If you don’t want to support the runners, that is fine. Just do us all a favor and stay away. If you’re angry that this race is being run, that’s fine. Just don’t take your anger at Mayor Bloomberg and Mary Wittenberg out on the runners on the course. They didn't decide to hold this race, and it would be a slap in the face to the running community, especially to the locals who have decided to use this as an opportunity to raise money on behalf of the victims.

Either way, whether the right decision was made or not, the NYC Marathon will never be the same as it has been, and I don’t think that it will be looked on favorably by the community for a long time to come. As for me, I will still give it my all, but despite the support that I have received from my family and friends, finishing it will just not be as meaningful as it once was. 


  1. Well said Dahlia. They decided to hold it, so the resources are allocated either way. It's each runner's choice to go ahead, or skip and volunteer some other way. So true too that this will reflect on the marathon for years to come. May it be a great race for you, and meaningful in the ways you need it to be. I'm betting the shirt messages will tell a very different story this year, looking forward to seeing those (virtually at least, I'm in PA now) and hope it goes smoothly!
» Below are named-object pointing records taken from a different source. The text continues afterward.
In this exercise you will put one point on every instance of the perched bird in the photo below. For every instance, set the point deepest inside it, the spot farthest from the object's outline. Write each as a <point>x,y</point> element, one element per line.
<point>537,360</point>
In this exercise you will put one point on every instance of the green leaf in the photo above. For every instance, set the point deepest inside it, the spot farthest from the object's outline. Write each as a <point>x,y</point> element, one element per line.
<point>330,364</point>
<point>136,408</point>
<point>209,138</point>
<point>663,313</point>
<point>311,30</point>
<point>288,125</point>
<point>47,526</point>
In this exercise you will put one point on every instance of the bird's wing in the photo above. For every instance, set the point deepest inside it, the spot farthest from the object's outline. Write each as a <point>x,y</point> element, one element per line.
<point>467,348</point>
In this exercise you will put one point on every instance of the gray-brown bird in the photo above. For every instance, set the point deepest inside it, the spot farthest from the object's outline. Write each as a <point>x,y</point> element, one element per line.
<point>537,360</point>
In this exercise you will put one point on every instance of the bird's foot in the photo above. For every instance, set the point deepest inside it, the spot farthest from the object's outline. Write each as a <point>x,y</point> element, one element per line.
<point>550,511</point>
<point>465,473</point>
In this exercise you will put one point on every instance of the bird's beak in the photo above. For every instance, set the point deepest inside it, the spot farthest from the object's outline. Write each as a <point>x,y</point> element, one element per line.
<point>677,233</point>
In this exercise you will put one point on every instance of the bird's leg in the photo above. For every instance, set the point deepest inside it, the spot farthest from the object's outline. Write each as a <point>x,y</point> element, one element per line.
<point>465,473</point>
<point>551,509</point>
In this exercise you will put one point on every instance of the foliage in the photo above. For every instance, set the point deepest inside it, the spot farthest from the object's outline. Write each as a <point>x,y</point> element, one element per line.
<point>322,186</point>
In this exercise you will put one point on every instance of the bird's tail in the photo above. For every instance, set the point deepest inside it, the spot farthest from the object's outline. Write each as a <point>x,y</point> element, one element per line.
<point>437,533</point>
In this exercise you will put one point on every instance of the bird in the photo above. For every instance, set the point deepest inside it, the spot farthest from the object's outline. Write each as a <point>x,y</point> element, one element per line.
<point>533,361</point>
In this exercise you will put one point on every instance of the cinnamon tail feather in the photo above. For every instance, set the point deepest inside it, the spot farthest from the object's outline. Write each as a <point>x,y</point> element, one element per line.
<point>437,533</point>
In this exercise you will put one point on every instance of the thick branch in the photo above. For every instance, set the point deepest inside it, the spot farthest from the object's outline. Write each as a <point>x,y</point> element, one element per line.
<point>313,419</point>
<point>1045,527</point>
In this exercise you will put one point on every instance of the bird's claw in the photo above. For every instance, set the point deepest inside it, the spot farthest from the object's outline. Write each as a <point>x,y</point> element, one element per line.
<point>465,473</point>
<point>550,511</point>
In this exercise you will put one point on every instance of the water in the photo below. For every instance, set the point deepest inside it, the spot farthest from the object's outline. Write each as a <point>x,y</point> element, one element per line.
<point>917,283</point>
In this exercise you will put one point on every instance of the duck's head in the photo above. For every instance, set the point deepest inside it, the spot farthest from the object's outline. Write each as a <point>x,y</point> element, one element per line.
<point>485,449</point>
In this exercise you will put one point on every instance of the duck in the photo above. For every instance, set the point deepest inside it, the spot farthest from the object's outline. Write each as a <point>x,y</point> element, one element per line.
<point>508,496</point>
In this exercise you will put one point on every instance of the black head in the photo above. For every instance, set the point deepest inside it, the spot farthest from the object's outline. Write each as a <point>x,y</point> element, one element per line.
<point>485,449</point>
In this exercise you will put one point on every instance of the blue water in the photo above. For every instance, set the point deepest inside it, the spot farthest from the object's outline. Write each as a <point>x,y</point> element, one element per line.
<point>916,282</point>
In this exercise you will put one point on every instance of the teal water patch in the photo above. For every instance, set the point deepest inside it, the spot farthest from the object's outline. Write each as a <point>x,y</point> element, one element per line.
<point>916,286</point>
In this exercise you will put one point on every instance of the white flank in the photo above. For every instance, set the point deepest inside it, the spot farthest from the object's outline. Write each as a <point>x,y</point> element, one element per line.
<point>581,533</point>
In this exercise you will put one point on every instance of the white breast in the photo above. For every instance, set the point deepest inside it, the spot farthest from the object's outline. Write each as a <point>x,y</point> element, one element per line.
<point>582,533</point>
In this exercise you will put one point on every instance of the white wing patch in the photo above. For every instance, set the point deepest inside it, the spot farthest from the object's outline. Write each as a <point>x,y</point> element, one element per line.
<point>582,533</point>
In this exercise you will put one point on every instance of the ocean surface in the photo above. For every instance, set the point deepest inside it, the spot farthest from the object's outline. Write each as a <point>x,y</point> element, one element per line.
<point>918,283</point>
  2. I agree, well said Dahlia. It is a tough situation and I think more compassion is needed all around-- by the NYRR folks and the mayor, to the people who've had such devastating losses, and by the people throwing around such vitriol at people who are only making a decision to go forward with an event they have been planning for a long time. It is not as if the runners are oblivious to or unsympathetic to the damage, we just know we won't be doing any good by staying home, if the event is happening anyway.

  3. Actually I think for you Dahlia the marathon should be twice as meaningful as it was. You are running in the city that you love, that is in need of positive, forward-thinking energy right now given what it just went through. The marathon will provide that, and much-needed economic stimulus as well.

    Plus, you have done your share as a caring human to contribute to the relief cause.

    So RUN: run strong, run for your excellent training, run for humanity! And this Aunt of yours will be cheering you on.